It turns out, at nanoscale levels, water changes its properties.
Since a while now, scientists have known that under certain conditions, a limited quantity of water can be coaxed into changing its freezing or boiling point. It will take more heat to convert a liquid under pressure into steam while it will take less energy to boil a pot of water on the top of Mount Everest.
Scientists have now taken this concept a step further and have observed that water stored in nanotubes can actually freeze into a solid at temperatures well beyond its natural boiling point.
“If you confine a fluid to a nanocavity, you can actually distort its phase behavior,” explained MIT’s Michael Strano.

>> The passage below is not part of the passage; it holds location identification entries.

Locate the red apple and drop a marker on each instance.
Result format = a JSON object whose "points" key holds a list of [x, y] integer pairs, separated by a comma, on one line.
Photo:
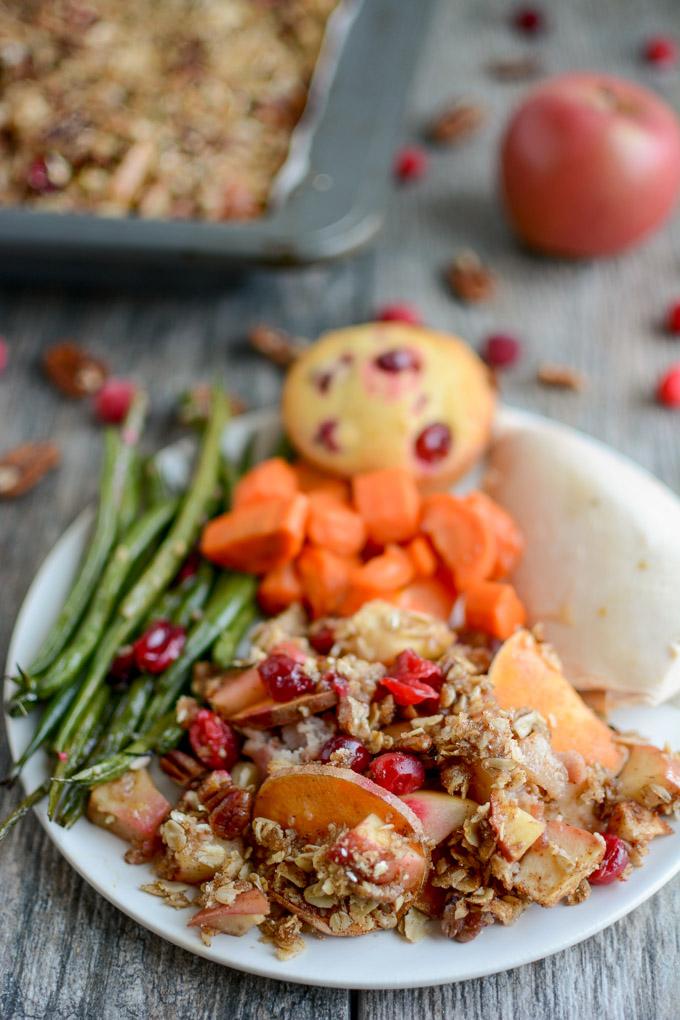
{"points": [[589, 164]]}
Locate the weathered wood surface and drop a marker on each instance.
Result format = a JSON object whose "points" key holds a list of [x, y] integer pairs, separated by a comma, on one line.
{"points": [[64, 953]]}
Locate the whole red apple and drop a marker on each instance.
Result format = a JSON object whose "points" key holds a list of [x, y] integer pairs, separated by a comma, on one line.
{"points": [[589, 164]]}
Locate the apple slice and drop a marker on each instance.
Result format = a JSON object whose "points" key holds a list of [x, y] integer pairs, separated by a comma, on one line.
{"points": [[267, 713], [516, 830], [524, 675], [556, 866], [440, 814]]}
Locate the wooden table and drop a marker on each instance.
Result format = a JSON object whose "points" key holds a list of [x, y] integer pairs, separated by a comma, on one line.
{"points": [[65, 952]]}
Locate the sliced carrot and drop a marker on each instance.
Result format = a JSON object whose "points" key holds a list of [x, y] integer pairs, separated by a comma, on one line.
{"points": [[279, 589], [509, 539], [331, 524], [426, 595], [389, 503], [266, 480], [494, 608], [422, 556], [461, 537], [311, 479], [257, 538], [325, 579]]}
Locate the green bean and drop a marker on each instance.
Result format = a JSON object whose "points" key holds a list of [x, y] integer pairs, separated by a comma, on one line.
{"points": [[118, 452], [54, 712]]}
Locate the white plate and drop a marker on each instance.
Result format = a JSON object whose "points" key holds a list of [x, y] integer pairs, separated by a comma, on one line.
{"points": [[381, 960]]}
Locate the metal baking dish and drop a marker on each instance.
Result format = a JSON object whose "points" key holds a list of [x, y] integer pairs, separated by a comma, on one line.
{"points": [[336, 207]]}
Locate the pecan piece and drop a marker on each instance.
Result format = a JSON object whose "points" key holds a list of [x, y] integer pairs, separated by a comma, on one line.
{"points": [[22, 467], [72, 370]]}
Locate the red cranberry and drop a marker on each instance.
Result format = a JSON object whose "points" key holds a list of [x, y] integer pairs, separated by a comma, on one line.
{"points": [[159, 646], [360, 757], [325, 436], [400, 359], [322, 641], [529, 19], [113, 400], [614, 863], [399, 313], [213, 741], [410, 163], [661, 50], [433, 443], [398, 772], [668, 389], [283, 677], [502, 351]]}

The group’s research in a nanotube test environment saw water solidifying at temperatures above 105 °C (222 °F), in contrast to expectations of laymen.
Scientists had however expected the liquid’s boiling and freezing temperatures to shift slightly.
“The effect is much greater than anyone had anticipated.” Said Stano. “All bets are off when you get really small.”
The group of researchers observed this phenomenon using a technique known as vibrational spectroscopy. Through this, they got scientific confirmation that water confined in nanotubes can shift to a “stiff phase”. However, they are still hesitant to say whether this stiff phase is equivalent to frozen water.
“It’s not necessarily ice,” explained Strano, “but it’s an ice-like phase.”
Regardless of what terminology you use, this phenomenon can now be exploited to create highly conductive “stable water wires.” The future is full of possibilities. Exciting times ahead.